ABC-IGNACIO CAMACHO
Da igual cómo la pienses o cómo la sientas: París es nuestra. La leyenda y el símbolo de la civilización europea
COMO aquel día en que viste caer las Torres Gemelas y pensaste que era el comienzo de la tercera guerra mundial, la aguja desplomada de Notre Dame te sugirió la idea apocalíptica del fin del mundo. Del mundo que has heredado y conocido, del mundo cuyas claves has tratado de inculcar a tus hijos. Recuerdas cuando los llevaste por primera vez y les pareció más pequeña de lo que habían imaginado a través de la leyenda. Porque París, sus calles, sus museos, sus torres, sus puentes, sus monumentos, son una leyenda y un misterio: la leyenda de Europa como identidad común, como eje de una civilización de libertad y de progreso, y el misterio de la Historia, de la cultura, de la ilustración, de la belleza, de la sensibilidad, del refinamiento. Nadie se siente de verdad europeo hasta que no se ha sentado en un café del boulevard des Capucines, hasta que no ha oído la campana de Saint Sulpice, hasta que no han crujido bajos sus pasos las hojas secas de la place des Vosges en una tarde de otoño. Hasta que no ha dejado caer sobre sus hombros, ante los rosetones de la catedral, el peso de unos siglos de tradición compartida que el lunes te crujió en el alma como si tu pecho, a miles de kilómetros de distancia, estuviese aspirando sus cenizas.

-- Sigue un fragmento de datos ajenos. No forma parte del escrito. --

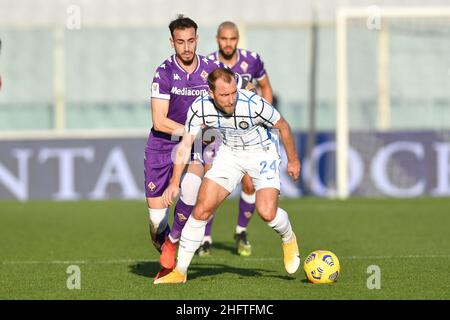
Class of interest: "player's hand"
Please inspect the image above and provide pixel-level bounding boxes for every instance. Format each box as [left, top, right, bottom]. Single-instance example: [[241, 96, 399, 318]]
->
[[287, 159, 300, 181], [162, 184, 180, 207]]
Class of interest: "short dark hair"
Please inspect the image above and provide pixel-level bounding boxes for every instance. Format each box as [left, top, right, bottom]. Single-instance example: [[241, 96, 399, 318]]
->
[[217, 21, 239, 36], [169, 14, 198, 37], [208, 67, 236, 91]]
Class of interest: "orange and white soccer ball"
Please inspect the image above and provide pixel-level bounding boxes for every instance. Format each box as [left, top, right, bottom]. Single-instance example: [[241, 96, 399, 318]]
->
[[303, 250, 341, 283]]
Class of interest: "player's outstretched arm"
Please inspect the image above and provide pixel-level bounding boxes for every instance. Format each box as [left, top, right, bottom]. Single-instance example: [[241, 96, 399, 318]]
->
[[152, 98, 184, 136], [162, 132, 195, 206], [273, 117, 300, 181], [258, 74, 273, 104]]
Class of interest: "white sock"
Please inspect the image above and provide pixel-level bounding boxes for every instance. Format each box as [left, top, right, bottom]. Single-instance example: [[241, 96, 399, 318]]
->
[[177, 216, 208, 274], [148, 208, 169, 234], [267, 208, 294, 243], [202, 236, 212, 244], [241, 191, 256, 204]]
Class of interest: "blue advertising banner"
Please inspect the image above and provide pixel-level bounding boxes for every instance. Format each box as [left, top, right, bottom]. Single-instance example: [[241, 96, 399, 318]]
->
[[0, 131, 450, 201]]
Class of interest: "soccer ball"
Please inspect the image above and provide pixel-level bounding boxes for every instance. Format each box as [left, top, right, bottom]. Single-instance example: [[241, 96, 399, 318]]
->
[[303, 250, 340, 283]]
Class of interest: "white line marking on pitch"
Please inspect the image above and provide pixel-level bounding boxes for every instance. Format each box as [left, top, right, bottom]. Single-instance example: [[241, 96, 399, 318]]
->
[[1, 255, 450, 265]]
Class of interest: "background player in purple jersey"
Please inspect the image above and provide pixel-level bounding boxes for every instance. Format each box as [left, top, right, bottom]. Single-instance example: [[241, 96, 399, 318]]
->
[[197, 21, 273, 257], [144, 15, 246, 278], [144, 15, 218, 277]]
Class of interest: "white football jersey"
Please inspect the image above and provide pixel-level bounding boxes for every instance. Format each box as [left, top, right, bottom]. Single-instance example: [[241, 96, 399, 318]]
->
[[185, 89, 281, 150]]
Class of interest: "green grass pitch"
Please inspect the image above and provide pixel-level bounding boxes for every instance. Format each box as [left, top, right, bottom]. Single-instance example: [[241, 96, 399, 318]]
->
[[0, 198, 450, 300]]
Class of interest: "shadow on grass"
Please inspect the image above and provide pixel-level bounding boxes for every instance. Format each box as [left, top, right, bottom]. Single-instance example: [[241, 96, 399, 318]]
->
[[129, 261, 296, 280], [211, 242, 238, 255]]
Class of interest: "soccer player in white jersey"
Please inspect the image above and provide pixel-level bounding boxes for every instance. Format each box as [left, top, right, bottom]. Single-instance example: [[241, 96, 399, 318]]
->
[[154, 68, 300, 284], [198, 21, 273, 257]]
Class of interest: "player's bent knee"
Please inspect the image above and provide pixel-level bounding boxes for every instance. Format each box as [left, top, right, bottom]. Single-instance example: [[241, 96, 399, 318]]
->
[[256, 205, 277, 222], [192, 204, 213, 221], [242, 177, 256, 195], [180, 172, 202, 206], [148, 208, 169, 231]]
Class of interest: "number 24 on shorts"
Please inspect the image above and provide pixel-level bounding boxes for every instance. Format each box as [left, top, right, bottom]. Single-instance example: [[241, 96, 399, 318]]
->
[[259, 160, 277, 179]]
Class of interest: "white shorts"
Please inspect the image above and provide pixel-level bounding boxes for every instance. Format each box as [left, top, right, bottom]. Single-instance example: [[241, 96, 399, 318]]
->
[[205, 144, 281, 193]]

Ése es el secreto de esta zozobra que te duele como una punzada: que París es nuestra. Aunque ya no sea, en realidad, como la sientes o como la piensas, aunque ya no responda a la llamada de su propio mito. La fuerza de los símbolos. Por eso te da igual que Notre Dame fuese hoy, más que una iglesia, más que un templo de la fe que ha alumbrado la unidad de un continente, un simple receptáculo turístico. Para ti es un paradigma, un signo, una metáfora de algo que sabes tuyo más allá incluso de su existencia física. De un proyecto de convivencia, de una acumulación de sedimentos históricos, de un modelo de pensamiento y de vida que te estremece contemplar envuelto en llamas, quebrado bajo el presagio de ruina.
Entonces has visto la foto de los bomberos ante la gran cruz del altar, incólume, iluminada como un sagrado espectro en medio del apocalipsis de fuego. Y luego, en tu teléfono ha aparecido un breve vídeo que te ha encogido el corazón hasta el borde mismo de la lágrima. En la puerta de Saint Julien le Pauvre, junto al jardincillo donde una vez ojeaste un libro recién comprado en Shakespeare & Company, un grupo de jóvenes arrodillados entona con voces trémulas un Ave María que suena como una dulce plegaria. Algo más allá, la techumbre de Nuestra Señora arde con un fulgor anaranjado que se recorta en el cielo de un atardecer malva. Je vous salue, Marie, comblée de grâce. No muy lejos de ti oyes el eco de los tambores a cuyo compás tu gente mece a una Virgen engalanada. Y entonces recuerdas la fiesta de la Redención y te recorre la espalda un escalofrío que identificas como la cosquilla de una esperanza.